Stacey started, shrugged his shoulders, and half defiantly stepped beyond the threshold. Cressy, unchanged in color or expression, lazily followed to the door.
"Wot," said McKinstry, slowly facing Stacey; "wot ef I refoose?
Wot ef I say I don't allow any man, or any bank, or any compromise, to take up my quo'r'lls? Wot ef I say that low-down and mean as them Harrisons is, they don't begin to be ez mean, ez low-down, ez underhanded, ez sneakin' ez that yer compromise? Wot ef I say that ef that's the kind o' hogwash that law and snivelization offers me for peace and quietness, I'll take the fightin', and the law-breakin', and the sheriff, and all h-ll for his posse instead? Wot ef I say that?"
"It will only be my duty to repeat it," said Stacey, with an affected carelessness which, however, did not conceal his surprise and his discomfiture. "It's no affair of mine."
"Unless," said Cressy, assuming her old position against the lintel of the door, and smoothing the worn bear-skin that served as a mat with the toe of her slipper, "unless you've mixed it up with your other arbitration, you know."
"Wot other arbitration?" asked McKinstry suddenly, with murky eyes.
Stacey cast a rapid, half indignant glance at the young girl, who received it with her hands tucked behind her back, her lovely head bent submissively forward, and a prolonged little laugh.
"Oh nothing, Paw," she said, "only a little private foolishness betwixt me and the gentleman. You'd admire to hear him talk, Paw--about other things than business. He's just that chipper and gay."

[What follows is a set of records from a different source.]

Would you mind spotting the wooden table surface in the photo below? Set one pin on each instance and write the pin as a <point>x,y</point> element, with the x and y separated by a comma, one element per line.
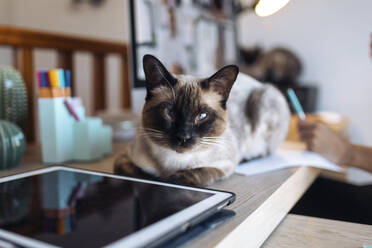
<point>262,200</point>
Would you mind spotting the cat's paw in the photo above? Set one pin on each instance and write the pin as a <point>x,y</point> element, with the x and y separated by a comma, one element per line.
<point>200,177</point>
<point>123,166</point>
<point>185,177</point>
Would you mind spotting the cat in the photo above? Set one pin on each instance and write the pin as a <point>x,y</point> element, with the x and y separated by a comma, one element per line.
<point>195,131</point>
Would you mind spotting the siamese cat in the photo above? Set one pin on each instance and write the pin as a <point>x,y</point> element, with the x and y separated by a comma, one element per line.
<point>195,131</point>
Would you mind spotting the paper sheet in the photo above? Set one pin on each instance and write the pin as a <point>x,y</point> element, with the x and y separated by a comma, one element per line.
<point>284,158</point>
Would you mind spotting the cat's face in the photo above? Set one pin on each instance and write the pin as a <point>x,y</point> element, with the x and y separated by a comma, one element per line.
<point>184,112</point>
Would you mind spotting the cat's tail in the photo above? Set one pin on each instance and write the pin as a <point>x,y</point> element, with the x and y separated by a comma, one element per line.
<point>269,115</point>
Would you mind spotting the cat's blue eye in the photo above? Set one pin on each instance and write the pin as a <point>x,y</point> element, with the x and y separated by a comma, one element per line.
<point>201,116</point>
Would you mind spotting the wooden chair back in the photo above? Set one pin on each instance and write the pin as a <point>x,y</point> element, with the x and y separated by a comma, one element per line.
<point>23,42</point>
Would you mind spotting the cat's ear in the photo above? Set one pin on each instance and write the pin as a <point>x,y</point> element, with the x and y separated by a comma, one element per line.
<point>222,81</point>
<point>156,74</point>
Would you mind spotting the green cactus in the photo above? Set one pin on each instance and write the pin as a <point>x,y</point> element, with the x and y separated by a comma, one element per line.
<point>13,97</point>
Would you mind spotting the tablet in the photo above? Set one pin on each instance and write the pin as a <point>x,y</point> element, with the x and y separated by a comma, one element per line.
<point>65,207</point>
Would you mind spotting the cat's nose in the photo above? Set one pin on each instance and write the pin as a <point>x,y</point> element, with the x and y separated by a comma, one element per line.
<point>183,137</point>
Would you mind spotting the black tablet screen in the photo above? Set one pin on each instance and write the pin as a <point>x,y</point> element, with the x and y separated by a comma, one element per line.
<point>73,209</point>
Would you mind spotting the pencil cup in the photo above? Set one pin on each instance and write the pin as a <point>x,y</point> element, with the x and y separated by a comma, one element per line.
<point>64,139</point>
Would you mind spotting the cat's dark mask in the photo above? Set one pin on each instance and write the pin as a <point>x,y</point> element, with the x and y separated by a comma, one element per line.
<point>182,112</point>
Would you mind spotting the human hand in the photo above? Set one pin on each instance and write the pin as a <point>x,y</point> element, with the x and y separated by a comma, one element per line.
<point>321,139</point>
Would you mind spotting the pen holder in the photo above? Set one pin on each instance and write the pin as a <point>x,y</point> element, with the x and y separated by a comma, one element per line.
<point>64,139</point>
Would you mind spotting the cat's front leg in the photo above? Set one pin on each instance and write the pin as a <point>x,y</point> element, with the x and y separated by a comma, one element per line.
<point>201,176</point>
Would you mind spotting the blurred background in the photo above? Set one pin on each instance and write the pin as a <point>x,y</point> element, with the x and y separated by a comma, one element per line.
<point>321,47</point>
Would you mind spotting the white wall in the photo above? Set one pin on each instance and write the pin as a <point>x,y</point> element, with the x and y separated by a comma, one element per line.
<point>332,40</point>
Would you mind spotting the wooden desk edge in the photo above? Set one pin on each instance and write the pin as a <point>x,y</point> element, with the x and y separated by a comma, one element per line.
<point>268,216</point>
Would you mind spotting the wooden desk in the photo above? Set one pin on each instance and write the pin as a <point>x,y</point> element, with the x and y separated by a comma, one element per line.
<point>262,200</point>
<point>303,231</point>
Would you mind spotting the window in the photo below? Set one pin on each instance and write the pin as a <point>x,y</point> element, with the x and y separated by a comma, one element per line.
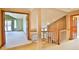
<point>8,25</point>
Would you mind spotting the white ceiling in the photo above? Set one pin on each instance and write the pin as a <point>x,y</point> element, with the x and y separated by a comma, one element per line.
<point>15,15</point>
<point>62,9</point>
<point>68,9</point>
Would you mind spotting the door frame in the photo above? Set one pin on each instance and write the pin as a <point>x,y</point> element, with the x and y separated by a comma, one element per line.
<point>71,21</point>
<point>3,24</point>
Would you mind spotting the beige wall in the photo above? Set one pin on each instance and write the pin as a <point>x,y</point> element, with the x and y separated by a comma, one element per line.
<point>68,17</point>
<point>0,28</point>
<point>48,15</point>
<point>18,10</point>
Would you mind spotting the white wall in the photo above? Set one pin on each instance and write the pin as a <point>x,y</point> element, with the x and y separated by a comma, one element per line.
<point>78,27</point>
<point>25,24</point>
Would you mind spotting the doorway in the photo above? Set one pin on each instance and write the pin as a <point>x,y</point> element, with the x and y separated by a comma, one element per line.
<point>16,29</point>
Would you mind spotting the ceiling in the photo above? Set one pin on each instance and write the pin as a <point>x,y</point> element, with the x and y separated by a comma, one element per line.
<point>15,15</point>
<point>62,9</point>
<point>68,9</point>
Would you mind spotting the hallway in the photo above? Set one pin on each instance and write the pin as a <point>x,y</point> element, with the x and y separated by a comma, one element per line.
<point>16,38</point>
<point>67,45</point>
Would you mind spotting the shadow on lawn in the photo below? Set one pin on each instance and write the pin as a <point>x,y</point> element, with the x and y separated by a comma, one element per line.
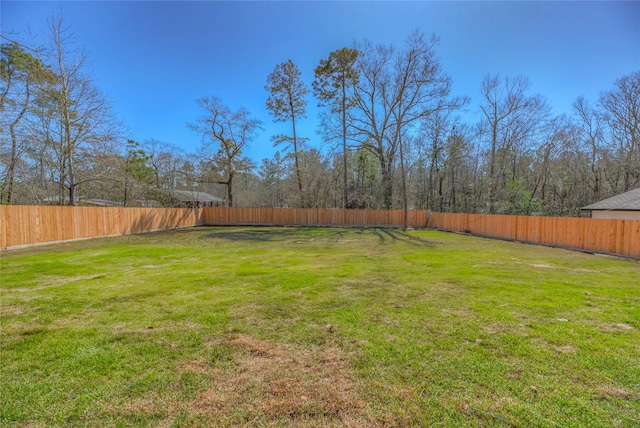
<point>384,235</point>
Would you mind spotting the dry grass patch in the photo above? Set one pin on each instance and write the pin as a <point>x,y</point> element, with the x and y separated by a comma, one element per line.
<point>274,382</point>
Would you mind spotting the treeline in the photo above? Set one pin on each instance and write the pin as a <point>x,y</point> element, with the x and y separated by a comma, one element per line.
<point>393,137</point>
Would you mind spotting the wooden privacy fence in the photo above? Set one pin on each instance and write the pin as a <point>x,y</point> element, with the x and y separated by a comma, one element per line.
<point>312,217</point>
<point>598,235</point>
<point>30,225</point>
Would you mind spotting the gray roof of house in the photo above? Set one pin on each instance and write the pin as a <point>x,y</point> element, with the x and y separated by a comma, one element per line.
<point>189,196</point>
<point>628,201</point>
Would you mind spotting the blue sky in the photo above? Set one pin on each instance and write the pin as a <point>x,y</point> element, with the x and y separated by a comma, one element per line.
<point>155,58</point>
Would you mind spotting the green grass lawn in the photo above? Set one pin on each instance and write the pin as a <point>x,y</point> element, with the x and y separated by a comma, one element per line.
<point>317,327</point>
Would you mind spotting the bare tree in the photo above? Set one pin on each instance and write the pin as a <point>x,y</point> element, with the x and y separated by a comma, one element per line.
<point>396,89</point>
<point>336,78</point>
<point>287,102</point>
<point>512,118</point>
<point>20,73</point>
<point>622,108</point>
<point>224,135</point>
<point>74,114</point>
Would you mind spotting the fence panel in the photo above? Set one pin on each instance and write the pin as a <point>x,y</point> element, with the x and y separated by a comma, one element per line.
<point>29,225</point>
<point>598,235</point>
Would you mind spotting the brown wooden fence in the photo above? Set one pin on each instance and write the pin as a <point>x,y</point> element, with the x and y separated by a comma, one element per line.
<point>30,225</point>
<point>598,235</point>
<point>312,217</point>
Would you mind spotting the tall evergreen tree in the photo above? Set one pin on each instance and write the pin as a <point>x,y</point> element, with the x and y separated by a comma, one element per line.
<point>287,102</point>
<point>336,77</point>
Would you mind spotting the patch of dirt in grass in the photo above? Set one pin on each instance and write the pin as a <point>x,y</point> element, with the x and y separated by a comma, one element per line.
<point>542,266</point>
<point>617,327</point>
<point>504,328</point>
<point>616,392</point>
<point>567,349</point>
<point>56,281</point>
<point>11,310</point>
<point>281,383</point>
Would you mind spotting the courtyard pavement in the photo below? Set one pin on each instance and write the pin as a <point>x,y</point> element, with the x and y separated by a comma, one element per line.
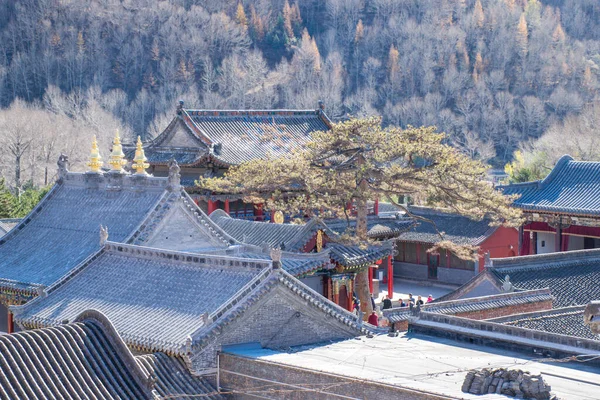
<point>403,287</point>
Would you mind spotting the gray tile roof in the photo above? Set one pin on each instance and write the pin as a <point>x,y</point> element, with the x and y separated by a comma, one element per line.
<point>7,224</point>
<point>295,237</point>
<point>354,256</point>
<point>75,361</point>
<point>232,137</point>
<point>235,308</point>
<point>63,229</point>
<point>292,236</point>
<point>378,227</point>
<point>456,228</point>
<point>296,264</point>
<point>573,187</point>
<point>154,298</point>
<point>473,304</point>
<point>573,277</point>
<point>563,321</point>
<point>174,380</point>
<point>248,135</point>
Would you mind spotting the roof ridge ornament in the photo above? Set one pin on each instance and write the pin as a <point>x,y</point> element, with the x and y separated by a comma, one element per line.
<point>63,166</point>
<point>174,180</point>
<point>95,162</point>
<point>139,162</point>
<point>103,235</point>
<point>117,157</point>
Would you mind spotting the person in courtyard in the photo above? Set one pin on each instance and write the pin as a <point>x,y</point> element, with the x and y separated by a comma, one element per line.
<point>387,303</point>
<point>356,304</point>
<point>374,319</point>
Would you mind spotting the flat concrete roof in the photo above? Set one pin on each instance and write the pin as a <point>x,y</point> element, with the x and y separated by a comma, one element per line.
<point>428,363</point>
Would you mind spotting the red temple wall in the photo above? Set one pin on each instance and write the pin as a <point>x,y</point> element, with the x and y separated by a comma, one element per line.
<point>504,242</point>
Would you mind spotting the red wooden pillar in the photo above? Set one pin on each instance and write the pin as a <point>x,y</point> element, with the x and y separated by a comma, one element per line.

Nevertheless, as with a muttered "Good-morning" the young fellow turned away, she quietly brushed past her father, and followed him--with her hands still penitently behind her, and the rosy palms turned upward--as far as the gate. Her single long Marguerite braid of hair trailing down her back nearly to the hem of her skirt, appeared to accent her demure reserve. At the gate she shaded her eyes with her hand, and glanced upward.
"It don't seem to be a good day for arbitrating. A trifle early in the season, ain't it?"
"Good-morning, Miss McKinstry."
She held out her hand. He took it with an affected ease but cautiously, as if it had been the velvet paw of a young panther who had scratched him. After all, what was she but the cub of the untamed beast, McKinstry? He was well out of it! He was not revengeful--but business was business, and he had given them the first chance.
As his figure disappeared behind the buckeyes of the lane, Cressy cast a glance at the declining sun. She re-entered the house, and went directly to her room. As she passed the window, she could see her father already remounted galloping towards the tules, as if in search of that riparian "kam" his late interview had disturbed. A few straggling bits of color in the sloping meadows were the children coming home from school. She hastily tied a girlish sun-bonnet under her chin, and slipping out of the back door, swept like a lissom shadow along the line of fence until she seemed to melt into the umbrage of the woods that fringed the distant north boundary.